I’ve seen watches like it.

Individuals and families have donated them to The National WWII Museum in New Orleans. Who wore them where and when is identified on cards, both on the European and Pacific Theatre sides of the museum. You wonder about those who wore them, who they were, what happened to them.

I’ve seen watches like it, but this is the only one exactly like this.

As published in The Memphis Daily News, August 11, 2017, and in The Memphis News, August 12-18, 2017

Watch 2


It’s an old 700 series Rolex watch – stainless steel with a small military-style black face, hands and numbers that once glowed in the dark, a simple stainless steel band and a small brass rivet for a fastener – nothing special by Rolex standards.

It’s the most special watch in the world to me.

On one side of the band, this is engraved, “Lt. Frank E. Conaway, CEC USNR, 282195 O T-7/43”. On the other, “Good Luck, Co. B, 123-USNCB”. Much of that is military identification – name, rank, serial number, acronyms for Civil Engineering Corps, United States Naval Reserve, Company B, 123rd United States Navy Construction Battalion (The Seabees). The “O” is blood type, and my favorite notation, the one people can’t figure out when I show it to them is “T-7/43” – the date of Dad’s last tetanus shot at the time, July, 1943.

This was my father’s watch. On his wrist on Peleliu and Guam, and across the Pacific Theater. On his wrist across my life, and on mine since he died in 1987.

His men gave him the watch. While he slept, they copied the information from his dog tags – even that tetanus shot – and engraved all of it on the watch band, a band they made after also measuring his wrist while he slept and bending the band just so to fit. Family legend has the stainless steel coming from a shot-down Zero, but the fact that his men gave him the watch and made that band requires no further legend.

Over the years, it’s run fast and slow, and a lot of not at all. Rolex dealers have looked at it and seen only an old watch, and an opportunity to sell me a new one. Watch repair people have seen only an old watch, and an opportunity to sell parts and charge a lot of money only to tell me there’s no guarantee it will run well or for long.

Colin Britton looked at it and saw a special kind of time, time marked in history, time shared across generations, meaningful time, time worth saving. Colin owns Memphis Mean Time – a vintage sort of craftsman, artisan really, in a vintage sort of bungalow on Cooper who repairs and sells vintage timepieces.

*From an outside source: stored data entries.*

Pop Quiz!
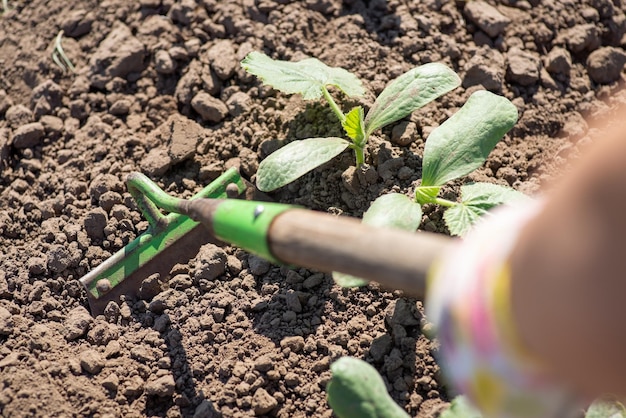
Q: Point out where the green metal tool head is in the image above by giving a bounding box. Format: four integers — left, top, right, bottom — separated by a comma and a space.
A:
79, 167, 246, 315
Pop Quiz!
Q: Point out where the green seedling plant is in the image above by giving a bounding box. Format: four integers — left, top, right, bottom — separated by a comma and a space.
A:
241, 51, 461, 192
52, 30, 76, 74
333, 90, 528, 287
327, 357, 624, 418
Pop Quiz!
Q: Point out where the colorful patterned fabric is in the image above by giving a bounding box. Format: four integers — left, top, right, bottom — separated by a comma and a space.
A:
426, 202, 583, 418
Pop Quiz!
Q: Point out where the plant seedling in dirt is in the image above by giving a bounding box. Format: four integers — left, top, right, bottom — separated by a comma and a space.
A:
326, 356, 410, 418
334, 90, 527, 287
52, 30, 76, 74
327, 357, 623, 418
241, 51, 461, 192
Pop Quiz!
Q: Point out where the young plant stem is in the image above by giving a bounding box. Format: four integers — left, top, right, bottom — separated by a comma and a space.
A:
322, 86, 345, 124
354, 145, 365, 167
431, 197, 456, 207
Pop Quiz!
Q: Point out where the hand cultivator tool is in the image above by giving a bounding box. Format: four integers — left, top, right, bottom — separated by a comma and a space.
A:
80, 169, 451, 315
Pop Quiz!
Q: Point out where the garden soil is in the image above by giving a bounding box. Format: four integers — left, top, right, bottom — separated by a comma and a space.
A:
1, 0, 626, 417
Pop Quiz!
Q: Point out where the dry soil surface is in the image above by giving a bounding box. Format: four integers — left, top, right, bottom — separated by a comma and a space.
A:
1, 0, 626, 417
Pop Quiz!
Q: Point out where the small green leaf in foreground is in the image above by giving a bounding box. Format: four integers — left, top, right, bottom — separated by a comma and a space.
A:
421, 90, 518, 187
256, 137, 350, 192
443, 182, 529, 236
343, 106, 366, 145
333, 194, 422, 288
327, 357, 410, 418
585, 399, 626, 418
439, 396, 482, 418
241, 51, 365, 100
364, 63, 461, 136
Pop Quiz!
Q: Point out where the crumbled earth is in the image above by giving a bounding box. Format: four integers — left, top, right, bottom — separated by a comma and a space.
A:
1, 0, 626, 417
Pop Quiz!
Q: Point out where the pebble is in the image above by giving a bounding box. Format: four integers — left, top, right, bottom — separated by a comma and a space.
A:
80, 349, 105, 374
463, 47, 505, 91
545, 47, 572, 75
370, 335, 393, 362
64, 306, 93, 340
385, 298, 421, 327
155, 50, 176, 74
285, 291, 303, 313
5, 104, 33, 128
506, 47, 540, 86
226, 91, 252, 117
253, 354, 273, 372
248, 255, 271, 276
102, 373, 120, 391
145, 374, 176, 397
191, 92, 229, 123
252, 388, 278, 415
193, 244, 227, 281
587, 47, 626, 84
206, 40, 238, 80
280, 336, 305, 353
12, 122, 45, 148
303, 273, 324, 289
464, 1, 510, 37
83, 208, 108, 240
47, 245, 72, 274
109, 99, 131, 116
390, 121, 417, 146
0, 307, 13, 336
193, 399, 220, 418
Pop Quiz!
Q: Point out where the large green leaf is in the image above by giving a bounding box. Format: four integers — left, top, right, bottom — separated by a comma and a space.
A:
327, 357, 410, 418
439, 396, 482, 418
585, 400, 626, 418
333, 194, 422, 287
241, 51, 365, 100
443, 182, 529, 236
421, 90, 518, 187
364, 63, 460, 135
256, 137, 349, 192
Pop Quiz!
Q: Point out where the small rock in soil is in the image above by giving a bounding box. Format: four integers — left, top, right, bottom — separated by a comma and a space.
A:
40, 115, 64, 136
369, 334, 392, 361
285, 291, 303, 313
385, 299, 421, 327
193, 244, 227, 281
0, 307, 14, 336
89, 22, 146, 88
145, 374, 176, 397
206, 40, 238, 80
154, 50, 176, 74
141, 148, 172, 177
5, 104, 33, 128
83, 208, 108, 240
139, 273, 163, 300
390, 121, 418, 146
545, 47, 572, 75
102, 373, 120, 392
561, 24, 600, 53
252, 388, 278, 415
193, 399, 220, 418
226, 91, 252, 117
254, 355, 273, 372
248, 255, 271, 275
79, 349, 105, 374
47, 245, 72, 274
464, 1, 510, 37
61, 9, 94, 37
506, 47, 540, 86
64, 306, 93, 340
587, 47, 626, 84
109, 99, 130, 116
12, 122, 45, 148
280, 336, 305, 353
28, 257, 47, 275
191, 92, 229, 123
463, 46, 505, 92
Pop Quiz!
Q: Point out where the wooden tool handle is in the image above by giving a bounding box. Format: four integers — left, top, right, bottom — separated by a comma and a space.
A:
268, 209, 452, 299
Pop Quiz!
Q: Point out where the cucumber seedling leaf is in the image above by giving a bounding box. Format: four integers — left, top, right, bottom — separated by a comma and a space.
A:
443, 182, 529, 236
333, 194, 422, 288
585, 399, 626, 418
364, 63, 461, 136
342, 106, 365, 145
439, 396, 483, 418
327, 357, 410, 418
241, 51, 366, 100
421, 90, 518, 187
256, 137, 349, 192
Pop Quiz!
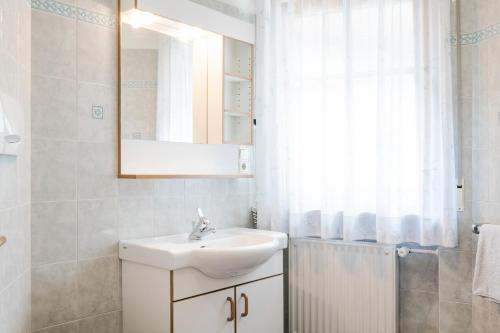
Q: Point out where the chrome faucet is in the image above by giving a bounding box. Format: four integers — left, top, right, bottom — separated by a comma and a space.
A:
189, 208, 216, 240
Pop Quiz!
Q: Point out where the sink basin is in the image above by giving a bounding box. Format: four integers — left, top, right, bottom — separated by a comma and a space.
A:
119, 228, 288, 278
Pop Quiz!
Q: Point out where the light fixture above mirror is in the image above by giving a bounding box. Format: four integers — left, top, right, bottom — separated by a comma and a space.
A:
122, 8, 214, 41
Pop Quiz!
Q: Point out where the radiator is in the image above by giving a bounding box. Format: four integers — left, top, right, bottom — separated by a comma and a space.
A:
289, 238, 398, 333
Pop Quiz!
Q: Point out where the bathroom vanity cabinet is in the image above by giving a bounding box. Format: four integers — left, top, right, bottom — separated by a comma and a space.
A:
174, 275, 283, 333
121, 250, 284, 333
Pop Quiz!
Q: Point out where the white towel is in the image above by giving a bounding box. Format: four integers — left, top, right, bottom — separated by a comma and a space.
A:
472, 224, 500, 303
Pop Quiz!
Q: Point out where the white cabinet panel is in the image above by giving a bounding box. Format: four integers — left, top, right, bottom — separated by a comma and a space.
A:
236, 276, 284, 333
173, 288, 235, 333
173, 252, 283, 301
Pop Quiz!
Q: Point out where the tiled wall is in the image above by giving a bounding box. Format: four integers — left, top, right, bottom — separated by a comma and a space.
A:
30, 1, 255, 332
467, 0, 500, 331
400, 0, 500, 332
0, 0, 32, 332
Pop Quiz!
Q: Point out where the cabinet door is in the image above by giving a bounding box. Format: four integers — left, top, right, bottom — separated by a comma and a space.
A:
236, 275, 284, 333
173, 288, 235, 333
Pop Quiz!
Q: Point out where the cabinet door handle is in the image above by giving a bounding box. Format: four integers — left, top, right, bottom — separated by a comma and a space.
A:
241, 293, 249, 317
226, 297, 235, 322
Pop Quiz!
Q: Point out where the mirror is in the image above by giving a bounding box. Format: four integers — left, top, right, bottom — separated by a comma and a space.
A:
121, 27, 195, 143
121, 12, 214, 144
120, 6, 253, 145
118, 0, 254, 177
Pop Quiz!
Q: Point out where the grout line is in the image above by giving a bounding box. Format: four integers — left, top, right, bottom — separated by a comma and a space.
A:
75, 8, 81, 265
31, 199, 78, 205
0, 268, 31, 297
439, 299, 472, 305
32, 254, 119, 270
32, 73, 115, 89
0, 202, 31, 213
31, 309, 122, 332
400, 288, 440, 296
31, 73, 77, 83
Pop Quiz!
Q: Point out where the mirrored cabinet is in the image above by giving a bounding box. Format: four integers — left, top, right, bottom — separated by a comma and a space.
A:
118, 0, 254, 178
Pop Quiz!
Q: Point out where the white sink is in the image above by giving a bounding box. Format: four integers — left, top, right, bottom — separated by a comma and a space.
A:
119, 228, 288, 278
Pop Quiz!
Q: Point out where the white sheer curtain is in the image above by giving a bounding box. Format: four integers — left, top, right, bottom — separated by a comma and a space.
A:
156, 36, 193, 142
256, 0, 457, 247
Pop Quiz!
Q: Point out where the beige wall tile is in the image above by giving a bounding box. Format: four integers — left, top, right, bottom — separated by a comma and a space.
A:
154, 196, 186, 235
77, 82, 116, 143
0, 272, 31, 333
155, 179, 185, 197
77, 198, 118, 259
440, 301, 472, 333
118, 196, 155, 239
32, 262, 79, 330
32, 10, 76, 79
32, 75, 77, 140
33, 322, 78, 333
32, 139, 77, 202
32, 201, 77, 266
2, 205, 30, 286
399, 253, 439, 293
118, 179, 155, 197
400, 290, 439, 333
77, 257, 121, 318
439, 249, 473, 303
77, 21, 116, 85
77, 142, 117, 199
77, 311, 121, 333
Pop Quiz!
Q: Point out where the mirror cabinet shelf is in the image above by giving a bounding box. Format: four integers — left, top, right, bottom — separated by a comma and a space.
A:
223, 37, 253, 146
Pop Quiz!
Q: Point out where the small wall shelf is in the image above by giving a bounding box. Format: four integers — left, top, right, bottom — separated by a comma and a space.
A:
223, 37, 253, 145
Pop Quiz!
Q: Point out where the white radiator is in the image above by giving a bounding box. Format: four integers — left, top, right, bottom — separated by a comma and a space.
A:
290, 238, 398, 333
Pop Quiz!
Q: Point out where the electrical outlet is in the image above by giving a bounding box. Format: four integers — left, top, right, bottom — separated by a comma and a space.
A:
239, 147, 250, 174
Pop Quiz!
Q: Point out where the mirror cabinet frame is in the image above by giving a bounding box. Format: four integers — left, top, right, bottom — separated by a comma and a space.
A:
116, 0, 255, 179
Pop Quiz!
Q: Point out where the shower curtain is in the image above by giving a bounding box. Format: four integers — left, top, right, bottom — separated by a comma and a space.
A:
255, 0, 458, 247
156, 36, 193, 142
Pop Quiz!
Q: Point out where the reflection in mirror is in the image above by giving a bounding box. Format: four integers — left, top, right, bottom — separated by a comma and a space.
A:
120, 9, 215, 143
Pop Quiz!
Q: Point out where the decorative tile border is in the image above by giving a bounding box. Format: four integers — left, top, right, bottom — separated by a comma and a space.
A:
77, 7, 116, 27
121, 80, 158, 89
32, 0, 253, 27
31, 0, 116, 28
37, 0, 500, 45
452, 22, 500, 45
188, 0, 255, 24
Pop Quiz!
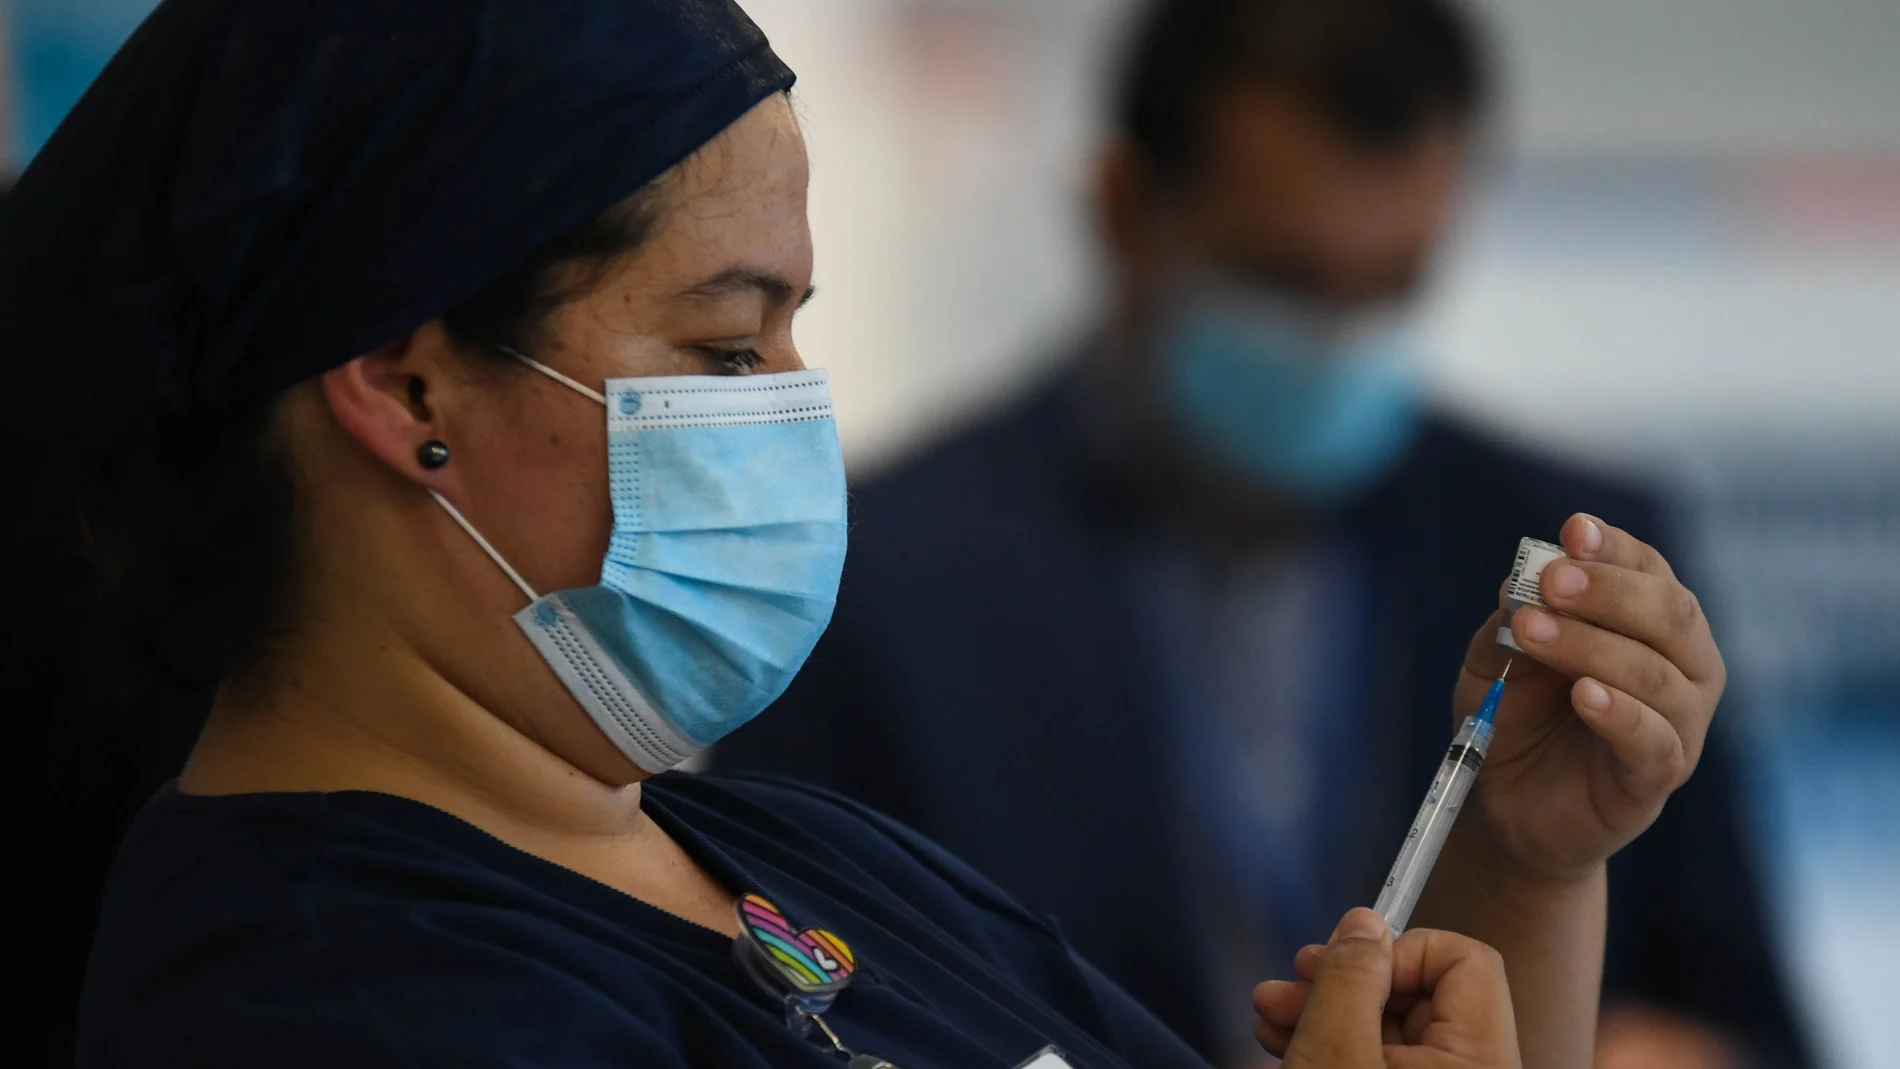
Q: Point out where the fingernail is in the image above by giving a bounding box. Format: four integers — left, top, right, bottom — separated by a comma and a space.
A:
1518, 607, 1560, 644
1545, 561, 1588, 600
1251, 979, 1294, 1008
1578, 516, 1604, 555
1334, 908, 1387, 944
1576, 678, 1611, 713
1254, 979, 1294, 998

He took Dad’s watch and kept it for over a year. I visited regularly and got updates on parts from here and there, found in cyberspace and tried, machined and drilled and tried, sent to Amish specialists and returned, rebuilt and weighted and waited upon and reweighted and adjusted.

I was charged for some of that, but that stopped long ago because Colin became invested in the solution, and what it meant to a guy who kept showing up like someone visiting a family member in ICU.

Lt. Conaway, the men of Company B, and I would like to thank Colin Britton for understanding what’s really worth your time in a time of instant gratification.

I’m a Memphian, and the watch is back on my wrist.